Cost allocation is a method used to assign costs to cost objects for a specific department, project, program, or other area.
The methods for cost allocation involve simple calculations, which can be beneficial to small business owners who need accurate financial information to help them price their products or services and make overall decisions. Learning about these methods can help you get a handle on your expenses and positively affect your bottom line.
Definition and Examples of Cost Allocation
Cost allocation is a method used to assess the costs associated with cost objects in specific categories within a business. Cost objects might include a product or service you sell, a particular department within your company, or the costs of dealing with a supplier.
Cost allocation is not just for large corporations looking to reduce expenses. Small business owners can greatly benefit from cost allocation; you get a more detailed look into the actual costs associated with your business, which allows you to assess prices better and increase your profitability.
For example, you might want to determine the costs of dealing with one of your suppliers, so you’d add up all of the associated costs. These costs can include everything from the phone calls you make to the time spent dealing with issues caused by them. Additionally, you could count how much you pay for the supplies you get from them.
How Cost Allocation Works
Cost allocation essentially works by assigning costs to smaller areas within the overall business so that you can view profits or losses at a more granular level. When you use cost allocation, you might discover that your true production cost per unit is higher than expected.
It’s important to remember that cost objects will vary depending on your business and industry.
That means you might consider increasing prices to maintain a specific profit margin. On the opposite end of the spectrum, you may decide to scrap a product that turned out to be a money pit.
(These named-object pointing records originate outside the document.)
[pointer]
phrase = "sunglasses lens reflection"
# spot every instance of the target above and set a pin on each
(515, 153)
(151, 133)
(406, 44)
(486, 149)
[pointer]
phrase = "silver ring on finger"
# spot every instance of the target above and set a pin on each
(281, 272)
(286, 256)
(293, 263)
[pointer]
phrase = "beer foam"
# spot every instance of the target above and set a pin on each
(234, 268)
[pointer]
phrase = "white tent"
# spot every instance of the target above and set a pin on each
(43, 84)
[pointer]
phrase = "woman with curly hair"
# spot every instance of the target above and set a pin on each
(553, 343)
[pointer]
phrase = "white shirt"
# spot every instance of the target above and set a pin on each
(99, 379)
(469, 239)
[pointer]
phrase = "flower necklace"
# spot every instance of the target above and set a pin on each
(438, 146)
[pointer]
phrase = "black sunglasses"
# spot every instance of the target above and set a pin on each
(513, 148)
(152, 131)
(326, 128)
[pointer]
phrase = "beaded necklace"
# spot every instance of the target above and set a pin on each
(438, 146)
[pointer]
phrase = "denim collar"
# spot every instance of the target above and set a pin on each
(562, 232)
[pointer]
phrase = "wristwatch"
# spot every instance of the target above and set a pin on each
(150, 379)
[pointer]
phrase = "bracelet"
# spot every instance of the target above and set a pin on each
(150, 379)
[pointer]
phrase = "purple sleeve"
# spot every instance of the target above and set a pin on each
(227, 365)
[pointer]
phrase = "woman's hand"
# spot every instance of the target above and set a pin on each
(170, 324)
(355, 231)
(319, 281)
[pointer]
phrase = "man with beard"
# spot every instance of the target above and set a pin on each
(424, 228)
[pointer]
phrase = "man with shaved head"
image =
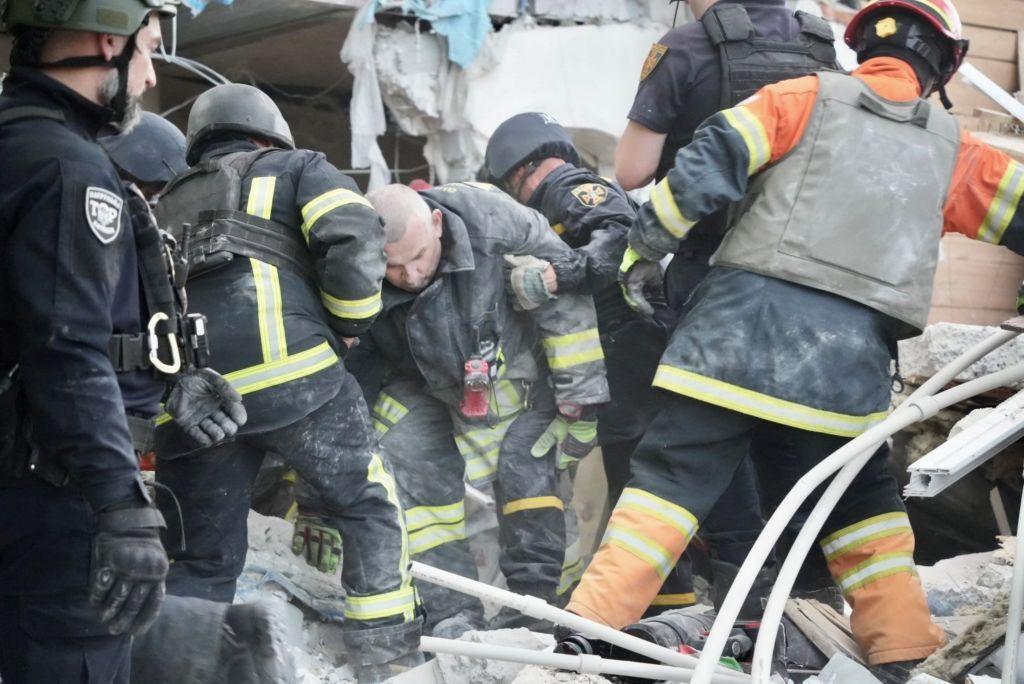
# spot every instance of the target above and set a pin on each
(468, 392)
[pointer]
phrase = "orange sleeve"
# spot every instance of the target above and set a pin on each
(783, 110)
(984, 197)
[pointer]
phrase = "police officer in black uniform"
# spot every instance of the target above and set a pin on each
(734, 48)
(81, 563)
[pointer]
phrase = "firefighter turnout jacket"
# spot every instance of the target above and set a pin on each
(820, 274)
(286, 255)
(465, 312)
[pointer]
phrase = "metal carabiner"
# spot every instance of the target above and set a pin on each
(154, 344)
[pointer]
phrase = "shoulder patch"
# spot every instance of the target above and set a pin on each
(590, 195)
(657, 51)
(102, 211)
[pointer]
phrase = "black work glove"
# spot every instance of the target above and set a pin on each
(126, 581)
(206, 407)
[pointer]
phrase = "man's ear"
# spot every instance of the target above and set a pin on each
(110, 45)
(436, 221)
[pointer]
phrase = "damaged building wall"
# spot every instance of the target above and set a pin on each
(457, 110)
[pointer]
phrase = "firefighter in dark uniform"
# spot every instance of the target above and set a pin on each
(288, 257)
(733, 48)
(534, 159)
(192, 640)
(81, 563)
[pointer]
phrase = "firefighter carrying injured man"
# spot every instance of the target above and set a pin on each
(812, 287)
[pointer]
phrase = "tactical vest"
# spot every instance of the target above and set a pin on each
(748, 62)
(855, 209)
(201, 209)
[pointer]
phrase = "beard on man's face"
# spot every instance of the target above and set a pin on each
(133, 107)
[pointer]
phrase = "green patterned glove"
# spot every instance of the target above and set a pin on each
(317, 541)
(636, 274)
(574, 438)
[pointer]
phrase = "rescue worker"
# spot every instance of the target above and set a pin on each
(192, 640)
(463, 362)
(532, 158)
(150, 155)
(813, 285)
(732, 48)
(288, 257)
(81, 563)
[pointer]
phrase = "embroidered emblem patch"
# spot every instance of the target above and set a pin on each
(653, 59)
(102, 210)
(590, 195)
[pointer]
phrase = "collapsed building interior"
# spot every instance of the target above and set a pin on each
(388, 98)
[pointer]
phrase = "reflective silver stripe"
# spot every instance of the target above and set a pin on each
(1005, 204)
(285, 370)
(643, 548)
(269, 310)
(761, 405)
(316, 208)
(573, 349)
(398, 602)
(260, 201)
(676, 516)
(377, 473)
(862, 532)
(754, 134)
(877, 568)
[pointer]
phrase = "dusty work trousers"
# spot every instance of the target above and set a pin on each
(335, 452)
(430, 473)
(49, 632)
(681, 468)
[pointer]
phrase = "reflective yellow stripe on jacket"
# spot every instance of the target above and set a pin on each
(762, 405)
(564, 351)
(318, 207)
(278, 372)
(354, 309)
(430, 526)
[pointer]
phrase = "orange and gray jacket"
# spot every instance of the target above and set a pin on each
(846, 184)
(466, 310)
(285, 256)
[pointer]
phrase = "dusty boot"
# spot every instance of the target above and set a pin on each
(456, 626)
(251, 648)
(378, 653)
(753, 607)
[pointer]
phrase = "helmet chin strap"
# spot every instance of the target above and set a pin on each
(120, 62)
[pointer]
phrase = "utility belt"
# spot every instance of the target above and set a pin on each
(220, 236)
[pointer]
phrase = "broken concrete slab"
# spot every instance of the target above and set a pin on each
(842, 670)
(924, 355)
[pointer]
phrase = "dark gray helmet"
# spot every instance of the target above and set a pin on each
(523, 138)
(235, 108)
(153, 153)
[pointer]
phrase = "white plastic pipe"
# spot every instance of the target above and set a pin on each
(991, 89)
(535, 607)
(761, 668)
(1016, 608)
(587, 665)
(918, 404)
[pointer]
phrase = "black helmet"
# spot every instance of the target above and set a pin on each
(153, 153)
(237, 108)
(526, 137)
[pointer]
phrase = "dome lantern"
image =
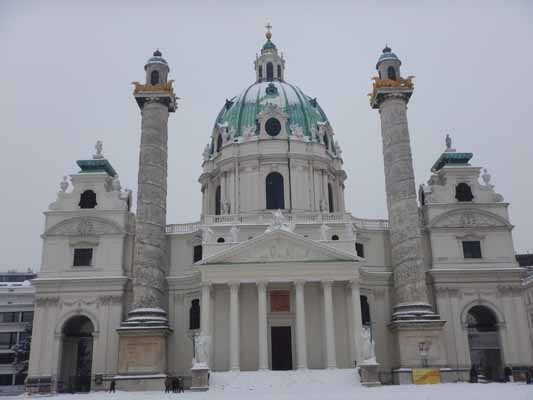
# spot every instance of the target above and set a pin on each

To accurately calculate cost allocation, you must first identify the cost object, then begin to assess the actual cost.
Spreading costs is not an exact science when it comes to cost objects. Some ways to allocate costs are based on units manufactured, square footage, number of hours, headcount, or usage.
Let’s say you have a building with a photography studio on the first floor and a salon on the second floor; you’ll use square footage as your cost object. The salon is 2,000 square feet, and the studio is 1,000 square feet. The total rent for the building is $6,000 per month. To allocate rent between the two spaces, you would first divide the total rent by the total square footage of the building:
$6,000 (overall rent) ÷ 3,000 sq. ft. (total space) = $2 per sq. ft.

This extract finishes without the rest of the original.